Lobsters shed their shells multiple times in one lifetime. After molting, the outer skin of the soft and exposed lobster will begin to harden. It is during this phase that Laufer thinks the alkyphenols are doing their damage.
For it is here, a derivative of the amino acid tyrosine, whose function is to harden the developing shell, is incorporated. We know alkyphenols and tyrosine are similarly shaped and Laufer suspects that the toxin may be blocking tyrosine from its normal functions.
Laufer is visiting MBL this summer to measure the amount of competition between the two molecules. Alkyphenols are also known to act as endocrine disruptors.
Laufer discovered the presence of alkyphenols in lobsters when he was investigating a tremendous lobster die off at Long Island Sound in 1999, when shell disease, first observed in the mid-1990s, was noted to be on the rise.

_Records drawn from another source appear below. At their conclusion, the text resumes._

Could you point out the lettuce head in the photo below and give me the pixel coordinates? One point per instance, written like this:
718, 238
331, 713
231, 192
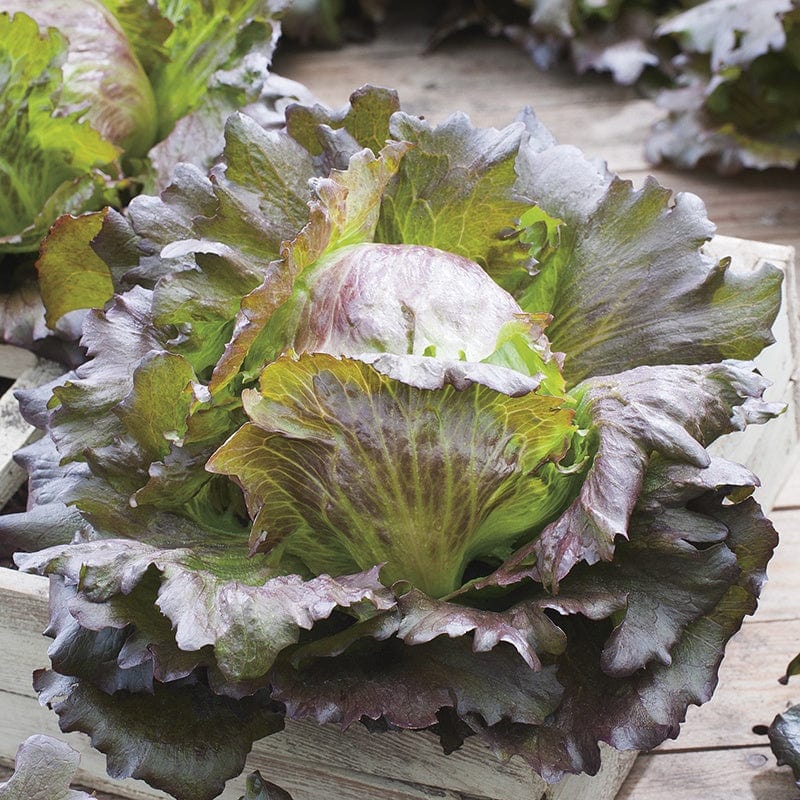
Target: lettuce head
394, 424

It was an unusually hot summer, however, it was also the first time New York City sprayed mosquito populations to prevent the spread of West Nile virus. Laufer suspected the toxins from the sprayings may have contributed to the lobster die off; then in 2001, while searching for the mosquito toxins in lobsters, he instead found alkyphenols.
"It's a real problem," Laufer says. "Plastics last a long time, but breakdown products last even longer. Perhaps shell disease is only the tip of the iceberg of a more basic problem of endocrine disrupting chemicals in marine environments."
If Laufer is correct in his suspicions it will be another example of the effect that human society has on other creatures.